Now I wonder if a sugar-coated Lovecraftian horror story was the author's intent. No other kind of god would set up a system where you're forced to repeat the same mistakes for billions of years.
I see were you are coming from, and for sake of intellectual discussion of speculative fiction even up-voted. But I think there's a whole load of possibilities you've missed.
The most basic one is simply that you're attributing human values to something decidedly not human. That learning from each mistaken life is actually a desirable feature. Perhaps only the aggregate matters. Perhaps, in fact, that which is being studied is so alien to us that we can't see how they are in fact learning through the process. Perhaps the point of existence is experience itself, rather than to be able to make decisions based on that experience. Perhaps we do learn from what we don't directly remember - that glass of warm water still effects the finger we dip in ;)
Then there's the passage of time and characters. Let's pretend for the sake of being able to follow an argument that concepts of "before" and "after" can be applied at all. Perhaps all those minds which we consider horrendous are the earlier ones, and those which come after are increasingly better? Perhaps it is the complete opposite, as we all have the wrong idea as to the way around things should be!
And, of course, we should be careful when interpreting "With each new life you grow and mature and become a larger and greater intellect". After all, we are assuming it is the experiences and learnings of the life which give those results, rather than the process itself. Perhaps it is not that at all, but rather those are simply a bi-product of whatever is really going on. The foetus requires stimulation and its nascent mind simply occupying whilst it grows and matures, and the nature of that stimulation has no effect what so ever.
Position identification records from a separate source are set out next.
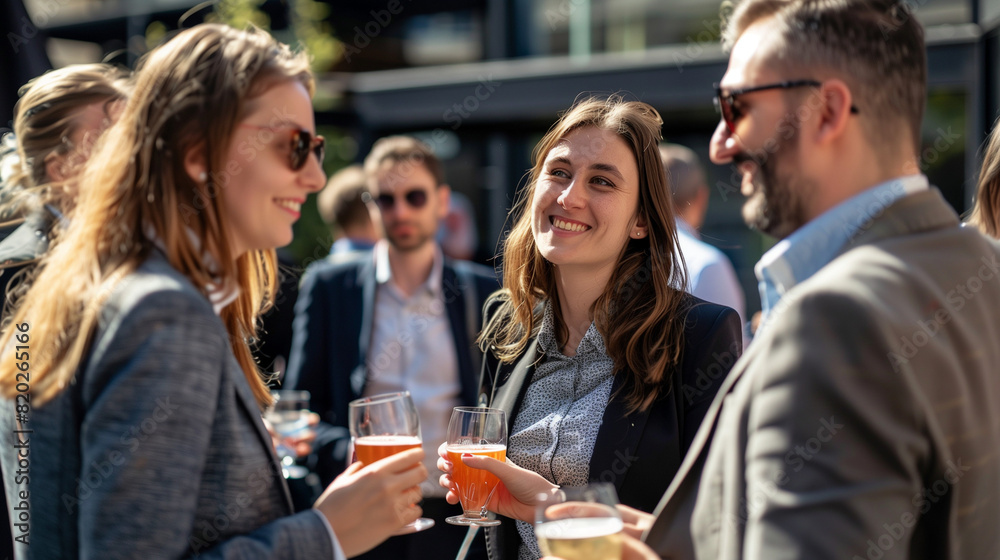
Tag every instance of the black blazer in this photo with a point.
(332, 331)
(640, 452)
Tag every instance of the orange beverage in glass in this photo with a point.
(372, 448)
(475, 486)
(478, 431)
(381, 426)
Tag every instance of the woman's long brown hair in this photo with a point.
(986, 210)
(639, 313)
(189, 94)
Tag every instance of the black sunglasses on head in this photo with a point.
(302, 142)
(725, 103)
(416, 198)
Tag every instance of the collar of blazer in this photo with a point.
(917, 213)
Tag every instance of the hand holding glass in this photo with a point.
(289, 416)
(381, 426)
(479, 431)
(580, 523)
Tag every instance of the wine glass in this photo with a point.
(580, 523)
(479, 431)
(381, 426)
(289, 416)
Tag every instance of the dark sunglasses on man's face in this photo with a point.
(416, 198)
(725, 103)
(302, 143)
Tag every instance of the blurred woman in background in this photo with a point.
(57, 120)
(986, 208)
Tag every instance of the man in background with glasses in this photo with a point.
(864, 419)
(400, 317)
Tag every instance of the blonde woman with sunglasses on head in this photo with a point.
(128, 361)
(57, 121)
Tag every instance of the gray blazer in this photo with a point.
(156, 449)
(864, 422)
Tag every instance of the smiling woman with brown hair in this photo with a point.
(128, 358)
(593, 348)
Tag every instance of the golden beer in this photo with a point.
(475, 486)
(581, 538)
(372, 448)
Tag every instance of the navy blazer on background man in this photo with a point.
(333, 329)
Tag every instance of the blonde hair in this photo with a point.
(986, 209)
(403, 150)
(45, 116)
(190, 94)
(639, 313)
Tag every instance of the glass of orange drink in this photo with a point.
(381, 426)
(479, 431)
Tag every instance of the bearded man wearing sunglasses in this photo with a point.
(400, 317)
(863, 420)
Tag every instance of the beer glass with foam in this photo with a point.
(477, 431)
(580, 523)
(381, 426)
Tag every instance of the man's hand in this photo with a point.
(515, 496)
(365, 505)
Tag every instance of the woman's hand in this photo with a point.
(516, 494)
(365, 505)
(636, 522)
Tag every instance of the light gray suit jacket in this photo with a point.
(157, 449)
(864, 423)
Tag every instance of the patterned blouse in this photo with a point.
(556, 429)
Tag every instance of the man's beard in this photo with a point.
(776, 205)
(407, 243)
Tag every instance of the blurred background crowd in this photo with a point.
(482, 80)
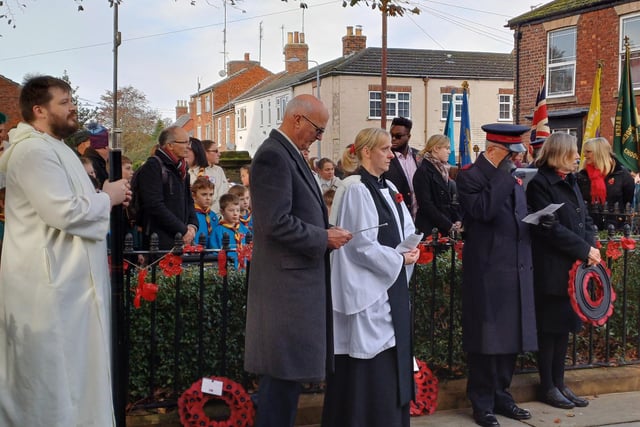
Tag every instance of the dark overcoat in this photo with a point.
(166, 201)
(288, 331)
(556, 249)
(435, 196)
(396, 175)
(498, 314)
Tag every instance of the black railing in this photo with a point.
(195, 327)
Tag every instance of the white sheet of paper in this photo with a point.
(410, 243)
(210, 386)
(534, 218)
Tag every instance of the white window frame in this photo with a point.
(505, 99)
(394, 102)
(634, 48)
(445, 98)
(559, 66)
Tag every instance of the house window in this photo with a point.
(242, 118)
(505, 106)
(281, 104)
(398, 104)
(457, 106)
(630, 26)
(561, 68)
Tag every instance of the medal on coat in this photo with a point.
(591, 292)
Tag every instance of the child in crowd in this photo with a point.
(202, 192)
(230, 224)
(245, 204)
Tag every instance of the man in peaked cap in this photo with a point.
(498, 319)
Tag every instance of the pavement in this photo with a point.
(613, 394)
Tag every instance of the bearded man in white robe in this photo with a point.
(54, 281)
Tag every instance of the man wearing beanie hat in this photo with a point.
(98, 151)
(498, 318)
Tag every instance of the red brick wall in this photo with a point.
(597, 39)
(9, 96)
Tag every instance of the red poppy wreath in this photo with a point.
(191, 405)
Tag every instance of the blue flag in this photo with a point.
(448, 129)
(465, 129)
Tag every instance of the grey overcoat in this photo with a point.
(288, 331)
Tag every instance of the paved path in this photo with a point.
(611, 410)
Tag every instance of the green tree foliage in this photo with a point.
(137, 121)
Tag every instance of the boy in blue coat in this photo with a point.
(230, 224)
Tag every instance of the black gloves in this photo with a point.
(548, 221)
(507, 164)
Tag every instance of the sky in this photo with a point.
(170, 45)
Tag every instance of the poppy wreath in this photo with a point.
(191, 405)
(426, 391)
(592, 303)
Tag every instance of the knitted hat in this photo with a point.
(99, 135)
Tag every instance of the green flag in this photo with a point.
(625, 133)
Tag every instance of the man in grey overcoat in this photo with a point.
(289, 337)
(498, 317)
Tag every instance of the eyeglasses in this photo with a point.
(319, 130)
(183, 142)
(398, 135)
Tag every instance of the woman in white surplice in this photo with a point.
(372, 384)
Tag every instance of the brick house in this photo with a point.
(9, 101)
(564, 40)
(419, 85)
(210, 120)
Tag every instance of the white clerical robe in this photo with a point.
(362, 271)
(54, 289)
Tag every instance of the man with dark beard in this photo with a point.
(403, 165)
(54, 279)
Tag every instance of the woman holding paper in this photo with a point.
(372, 383)
(558, 241)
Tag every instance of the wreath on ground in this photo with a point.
(191, 405)
(426, 399)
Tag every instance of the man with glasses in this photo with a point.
(404, 164)
(165, 193)
(215, 173)
(289, 337)
(498, 317)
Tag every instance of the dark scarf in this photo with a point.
(598, 187)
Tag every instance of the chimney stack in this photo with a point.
(296, 48)
(353, 43)
(181, 108)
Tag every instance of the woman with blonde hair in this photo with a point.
(557, 242)
(602, 179)
(435, 191)
(372, 383)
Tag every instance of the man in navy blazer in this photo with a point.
(289, 336)
(404, 164)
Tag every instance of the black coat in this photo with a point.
(165, 198)
(434, 196)
(396, 175)
(497, 273)
(555, 250)
(620, 189)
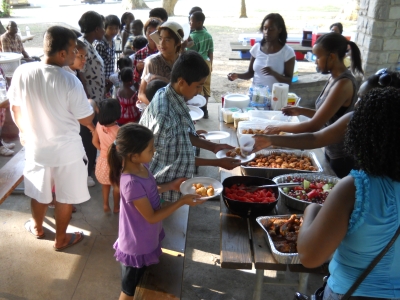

I must admit, though, I have a fondness for your lovecraftian horror twist interpretation ;)
[1] http://en.wikisource.org/wiki/The_Silver_Key
[2] http://en.wikisource.org/wiki/Through_the_Gates_of_the_Silve...
It's not a question of being forced to make the mistakes. I think you're making a bit of a "forest for the trees" kind of mistake in the way you're looking at it. Accepting, for sake of argument, the story's premise of a one-soul universe, in each successive life, I'm choosing my mistakes. Ideally, I'm choosing new and better mistakes each time — much like the oft-cited entrepreneurial advice to keep making new and better mistakes.
Or that you should uplift the best life of humanity, because you will live it.
But generally, work for a distribution that you would prefer.
It is a spin on Bentham(?)/Rawls(?) Philosophy that you should choose a social contact/morality that you'd find acceptable if you didn't know who you would be born as.
I thought the author meant, this is how you get "moral progress", and why history becomes less barbaric.
But then, that would require most of the future lives to come at the end of his timeline. Which doesn't really make sense. Shrug.
That is how we mature in life. We learn and grow from our mistakes and accomplishments. Our pain and our joy. You can, as many do, see life as just one big shithole of pain, but you would still be missing out on another side of it.
That's at least what I got out of the story. I thought it was lovely.
For example, the story could focus on a subset of 'humanity', some kind of smaller community, and highlight how the protagonist, through inhabiting all people in this community, broadened and deepened his understanding and/or compassion. This subset could be a family, for example, or a set of different 'archetypes' (leader, priest, caretaker, slave, etc.).
Many religions have tried. Maybe one day one of them will make it through that barrier. Perhaps the nature of the game is that we play it until we learn not to play it any more - by making another game, perhaps ..
If the alternative were ultimate boredom, you might. Consider the possibility that you're not repeating mistakes so much as continuously immersing yourself in an environment that relieves boredom, an environment that also allows for personal/god growth.
“Don’t worry,” I said. “They’ll be fine. Your kids will remember you as perfect in every way. They didn’t have time to grow contempt for you. Your wife will cry on the outside, but will be secretly relieved. To be fair, your marriage was falling apart. If it’s any consolation, she’ll feel very guilty for feeling relieved.”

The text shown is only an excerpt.